Importance sampling allows H-d true tests of highly discriminating DNA profiles
2019-04-09T01:37:19Z (GMT) by
H-d true testing is a way of assessing the performance of a model, or DNA profile interpretation system. These tests involve simulating DNA profiles of non-donors to a DNA mixture and calculating a likelihood ratio (LR) with one proposition postulating their contribution and the alternative postulating their noncontribution. Following Turing it is possible to predict that "The average LR for the H-d true tests should be one" . This suggests a way of validating softwares.

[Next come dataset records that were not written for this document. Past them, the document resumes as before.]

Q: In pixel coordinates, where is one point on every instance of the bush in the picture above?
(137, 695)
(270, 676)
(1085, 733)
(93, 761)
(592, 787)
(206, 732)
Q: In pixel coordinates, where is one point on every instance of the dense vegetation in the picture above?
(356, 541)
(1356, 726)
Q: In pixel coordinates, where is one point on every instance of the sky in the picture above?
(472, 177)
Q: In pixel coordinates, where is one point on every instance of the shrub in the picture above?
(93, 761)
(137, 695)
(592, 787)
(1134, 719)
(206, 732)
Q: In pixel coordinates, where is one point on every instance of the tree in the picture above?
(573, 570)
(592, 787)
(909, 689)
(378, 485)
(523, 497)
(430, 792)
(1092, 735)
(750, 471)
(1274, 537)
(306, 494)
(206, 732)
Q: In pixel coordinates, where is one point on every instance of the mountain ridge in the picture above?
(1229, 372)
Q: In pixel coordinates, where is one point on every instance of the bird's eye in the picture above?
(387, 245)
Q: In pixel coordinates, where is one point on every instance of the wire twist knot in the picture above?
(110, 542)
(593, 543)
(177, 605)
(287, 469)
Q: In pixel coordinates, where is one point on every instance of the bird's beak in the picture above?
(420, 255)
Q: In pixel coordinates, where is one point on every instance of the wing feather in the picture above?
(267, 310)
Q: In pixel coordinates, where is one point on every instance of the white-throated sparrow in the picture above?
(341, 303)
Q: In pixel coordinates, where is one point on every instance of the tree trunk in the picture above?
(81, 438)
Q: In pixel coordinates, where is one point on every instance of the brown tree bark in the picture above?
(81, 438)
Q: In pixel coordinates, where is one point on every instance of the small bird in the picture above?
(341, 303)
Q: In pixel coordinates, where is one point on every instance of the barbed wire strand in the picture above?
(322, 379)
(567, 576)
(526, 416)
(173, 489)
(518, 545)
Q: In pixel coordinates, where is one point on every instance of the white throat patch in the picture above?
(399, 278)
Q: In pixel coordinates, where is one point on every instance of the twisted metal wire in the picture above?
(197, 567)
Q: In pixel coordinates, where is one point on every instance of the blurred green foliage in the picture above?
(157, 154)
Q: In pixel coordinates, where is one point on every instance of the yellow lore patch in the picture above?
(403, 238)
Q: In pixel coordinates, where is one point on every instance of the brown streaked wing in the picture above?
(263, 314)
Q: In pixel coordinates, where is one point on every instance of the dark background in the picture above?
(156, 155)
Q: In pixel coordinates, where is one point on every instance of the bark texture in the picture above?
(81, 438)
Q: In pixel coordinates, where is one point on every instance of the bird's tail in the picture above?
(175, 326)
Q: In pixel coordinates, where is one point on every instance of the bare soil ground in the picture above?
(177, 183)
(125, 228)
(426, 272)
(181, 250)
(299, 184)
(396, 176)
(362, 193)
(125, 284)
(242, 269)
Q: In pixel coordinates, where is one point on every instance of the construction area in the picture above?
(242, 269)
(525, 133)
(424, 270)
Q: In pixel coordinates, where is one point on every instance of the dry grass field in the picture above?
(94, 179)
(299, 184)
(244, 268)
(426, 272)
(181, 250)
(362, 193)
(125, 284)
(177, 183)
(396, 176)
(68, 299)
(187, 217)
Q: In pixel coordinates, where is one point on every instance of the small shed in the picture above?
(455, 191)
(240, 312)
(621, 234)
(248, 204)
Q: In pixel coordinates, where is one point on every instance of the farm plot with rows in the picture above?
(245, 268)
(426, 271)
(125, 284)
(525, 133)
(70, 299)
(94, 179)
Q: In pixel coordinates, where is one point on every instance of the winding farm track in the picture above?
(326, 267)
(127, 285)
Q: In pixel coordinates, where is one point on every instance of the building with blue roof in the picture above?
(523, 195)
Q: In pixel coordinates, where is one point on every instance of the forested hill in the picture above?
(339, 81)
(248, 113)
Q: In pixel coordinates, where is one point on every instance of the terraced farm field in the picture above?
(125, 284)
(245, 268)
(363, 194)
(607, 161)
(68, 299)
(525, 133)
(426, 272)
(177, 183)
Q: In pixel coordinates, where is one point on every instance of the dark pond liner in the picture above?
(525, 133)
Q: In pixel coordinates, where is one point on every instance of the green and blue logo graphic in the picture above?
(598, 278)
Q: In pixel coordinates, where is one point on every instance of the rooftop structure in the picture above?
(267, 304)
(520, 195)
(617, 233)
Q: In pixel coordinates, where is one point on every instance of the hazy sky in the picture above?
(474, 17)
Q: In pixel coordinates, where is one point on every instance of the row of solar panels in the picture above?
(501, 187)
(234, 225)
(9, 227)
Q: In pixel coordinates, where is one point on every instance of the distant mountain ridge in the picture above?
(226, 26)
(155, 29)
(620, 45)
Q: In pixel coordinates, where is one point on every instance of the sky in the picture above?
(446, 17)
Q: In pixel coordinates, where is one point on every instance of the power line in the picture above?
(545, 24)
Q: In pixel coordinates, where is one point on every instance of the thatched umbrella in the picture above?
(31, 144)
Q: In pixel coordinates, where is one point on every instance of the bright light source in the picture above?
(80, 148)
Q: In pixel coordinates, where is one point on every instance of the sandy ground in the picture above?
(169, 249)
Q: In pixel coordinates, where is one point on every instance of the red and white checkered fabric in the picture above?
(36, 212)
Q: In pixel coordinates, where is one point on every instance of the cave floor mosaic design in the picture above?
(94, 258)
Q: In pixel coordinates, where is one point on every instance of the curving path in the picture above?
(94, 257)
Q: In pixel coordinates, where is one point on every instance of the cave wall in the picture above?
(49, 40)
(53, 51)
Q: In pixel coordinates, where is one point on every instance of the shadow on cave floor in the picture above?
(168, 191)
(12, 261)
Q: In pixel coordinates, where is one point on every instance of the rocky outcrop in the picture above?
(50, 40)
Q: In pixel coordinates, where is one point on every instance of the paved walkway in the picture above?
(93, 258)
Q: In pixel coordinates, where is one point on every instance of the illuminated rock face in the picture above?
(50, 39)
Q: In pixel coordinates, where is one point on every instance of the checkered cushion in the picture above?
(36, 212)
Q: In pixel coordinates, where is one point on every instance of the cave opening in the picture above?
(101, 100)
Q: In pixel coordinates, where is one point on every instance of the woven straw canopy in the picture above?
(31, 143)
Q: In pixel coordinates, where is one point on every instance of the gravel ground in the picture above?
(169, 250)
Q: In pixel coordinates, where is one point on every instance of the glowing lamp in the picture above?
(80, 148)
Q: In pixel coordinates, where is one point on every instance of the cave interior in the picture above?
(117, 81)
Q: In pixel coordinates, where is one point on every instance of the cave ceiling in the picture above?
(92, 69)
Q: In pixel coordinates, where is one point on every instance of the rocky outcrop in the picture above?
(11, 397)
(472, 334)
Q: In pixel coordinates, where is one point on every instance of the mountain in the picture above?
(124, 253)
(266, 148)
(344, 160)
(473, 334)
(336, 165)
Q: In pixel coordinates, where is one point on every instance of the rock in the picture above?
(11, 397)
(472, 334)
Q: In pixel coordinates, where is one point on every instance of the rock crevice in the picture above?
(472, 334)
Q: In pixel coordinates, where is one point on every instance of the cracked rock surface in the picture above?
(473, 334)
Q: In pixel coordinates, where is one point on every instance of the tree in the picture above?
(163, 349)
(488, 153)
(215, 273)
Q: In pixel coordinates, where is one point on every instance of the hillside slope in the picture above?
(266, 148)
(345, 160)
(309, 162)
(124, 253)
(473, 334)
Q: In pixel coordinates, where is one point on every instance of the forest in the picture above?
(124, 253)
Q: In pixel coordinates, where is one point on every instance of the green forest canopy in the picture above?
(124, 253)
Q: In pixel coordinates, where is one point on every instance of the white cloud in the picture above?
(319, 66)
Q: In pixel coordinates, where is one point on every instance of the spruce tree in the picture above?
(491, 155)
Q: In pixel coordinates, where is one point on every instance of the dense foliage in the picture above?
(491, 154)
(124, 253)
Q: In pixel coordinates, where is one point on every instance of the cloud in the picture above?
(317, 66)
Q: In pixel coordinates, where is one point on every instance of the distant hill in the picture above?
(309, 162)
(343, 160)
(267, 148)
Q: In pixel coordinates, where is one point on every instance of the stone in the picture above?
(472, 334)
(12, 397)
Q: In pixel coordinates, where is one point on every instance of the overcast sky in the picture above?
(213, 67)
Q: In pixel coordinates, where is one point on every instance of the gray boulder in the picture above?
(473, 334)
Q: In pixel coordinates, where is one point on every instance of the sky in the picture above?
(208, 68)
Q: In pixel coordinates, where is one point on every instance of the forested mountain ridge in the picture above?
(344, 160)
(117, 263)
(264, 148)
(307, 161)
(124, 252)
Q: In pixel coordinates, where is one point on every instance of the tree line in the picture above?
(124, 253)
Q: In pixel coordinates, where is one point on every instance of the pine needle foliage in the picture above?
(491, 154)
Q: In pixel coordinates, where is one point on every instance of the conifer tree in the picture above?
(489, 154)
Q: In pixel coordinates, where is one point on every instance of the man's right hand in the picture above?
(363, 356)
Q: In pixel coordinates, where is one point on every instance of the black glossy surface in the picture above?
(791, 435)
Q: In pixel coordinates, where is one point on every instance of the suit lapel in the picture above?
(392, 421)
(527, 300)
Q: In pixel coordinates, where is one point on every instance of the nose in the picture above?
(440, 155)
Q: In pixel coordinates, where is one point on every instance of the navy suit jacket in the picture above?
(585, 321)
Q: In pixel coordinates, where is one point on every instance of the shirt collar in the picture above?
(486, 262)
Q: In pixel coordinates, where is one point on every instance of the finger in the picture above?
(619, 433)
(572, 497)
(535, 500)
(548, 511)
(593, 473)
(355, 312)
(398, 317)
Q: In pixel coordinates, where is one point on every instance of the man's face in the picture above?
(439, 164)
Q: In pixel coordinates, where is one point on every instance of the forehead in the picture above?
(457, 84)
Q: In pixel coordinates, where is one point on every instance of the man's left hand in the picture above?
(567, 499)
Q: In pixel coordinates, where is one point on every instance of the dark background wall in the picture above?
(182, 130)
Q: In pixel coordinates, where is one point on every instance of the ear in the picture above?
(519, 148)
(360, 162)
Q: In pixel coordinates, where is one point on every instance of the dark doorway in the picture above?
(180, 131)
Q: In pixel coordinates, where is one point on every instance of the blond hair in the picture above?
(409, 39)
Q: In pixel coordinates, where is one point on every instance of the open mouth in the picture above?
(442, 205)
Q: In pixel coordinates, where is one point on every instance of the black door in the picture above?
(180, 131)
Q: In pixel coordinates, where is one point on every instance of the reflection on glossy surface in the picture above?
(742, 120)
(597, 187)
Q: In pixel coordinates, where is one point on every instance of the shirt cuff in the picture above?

During discussions on the ISFG software validation guidelines  it was argued by some that this prediction had not been sufficiently examined experimentally to serve as a criterion for validation. More recently a high profile report  has emphasised large scale empirical examination. A limitation with H-d true tests, when non-donor profiles are generated at random (or in accordance with expectation from allele frequencies), is that the number of tests required depends on the discrimination power of the evidence profile. If the H-d true tests are to fully explore the genotype space that yields non-zero LRs then the number of simulations required could be in the 10 s of orders of magnitude (well outside practical computing limits). We describe here the use of importance sampling, which allows the simulation of rare events to occur more commonly than they would at random, and then adjusting for this bias at the end of the simulation in order to recover all diagnostic values of interest. Importance sampling, whilst having been employed by others for H-d true tests, is largely unknown in forensic genetics. We take time in this paper to explain how importance sampling works, the advantages of using it and its application to H-d true tests. We conclude by showing that employing an importance sampling scheme brings H-d true testing ability to all profiles, regardless of discrimination power.